Belmonte est interprété sous toutes ses coutures par Blaise Rantoanina. Il exécute ses interventions comme autant de stand-up d’un acteur-danseur-chanteur pop-soul, non loin de pouvoir se mettre dans la peau le rythme et le moonwalk de Michael Jackson. Le souffle a la longueur requise. Le timbre est paré d’une clarté et d’une suavité caramélisée plus qu’aérienne, dont les aigus passent sans forcer.
L’autre ténor, Pedrillo bénéficie du jeu de pantomime, précisément agité, de Cesar Arrieta. La couleur vocale est fruitée, mais la puissance de l’émission manque un peu de ce princier que Mozart aime à placer dans la bouche des valets. L’Osmin de la basse Nils Gustén en a le physique imposant et infatué. Les graves ne sont pas cependant assez granuleux pour inspirer la terreur de ce personnage trouble, en habit d’arlequin.
Enfin, Selim Bassa est confié à l’acteur Stéphane Mercoyrol, au physique charismatique. Il concentre en lui le mystère chamanique du Gipsy, de l’étranger d’Orient, dépositaire d’une tradition initiatique immémoriale. Sa voix déclamée est puissante jusqu’à l’éraillement noir d’ébène. Son physique souple fait la danse du ventre pour charmer Konstanz. Il en fait sans doute beaucoup dans la colère et le désir avant de parvenir à atteindre le repos véritable d’un sage soufi.
La direction de Roberto Forés Veses est juvénile et engagée physiquement.

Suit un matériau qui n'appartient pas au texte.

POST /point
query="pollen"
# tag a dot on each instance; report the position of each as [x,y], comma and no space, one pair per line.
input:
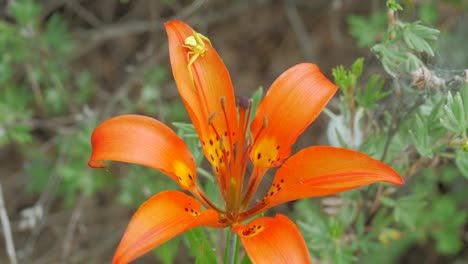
[252,230]
[217,149]
[266,153]
[185,176]
[276,186]
[192,211]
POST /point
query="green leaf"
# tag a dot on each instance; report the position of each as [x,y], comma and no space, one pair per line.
[200,246]
[420,136]
[393,5]
[369,96]
[409,209]
[456,112]
[26,12]
[416,36]
[461,160]
[167,252]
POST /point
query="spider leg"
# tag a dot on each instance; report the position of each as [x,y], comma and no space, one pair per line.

Il se démène avec une belle vitalité pour relancer la musique à bout de bras, entre les longs moments de silence musical, tandis que le peuple scénique, dont les Chœurs de l’Opéra Grand Avignon, déambulent à pas sonores comme pour continuer à dévider le tempo de la musique. L’Orchestre Régional Avignon-Provence relève le défi de cette quête tendue d’équilibre, entre grâce et pesanteur.
Le Singspiel se fait comédie musicale, la comédie musicale cabaret, et le cabaret mélodrame, depuis la tradition mozartienne et ses successives traductions, de geste, de parole et de musique.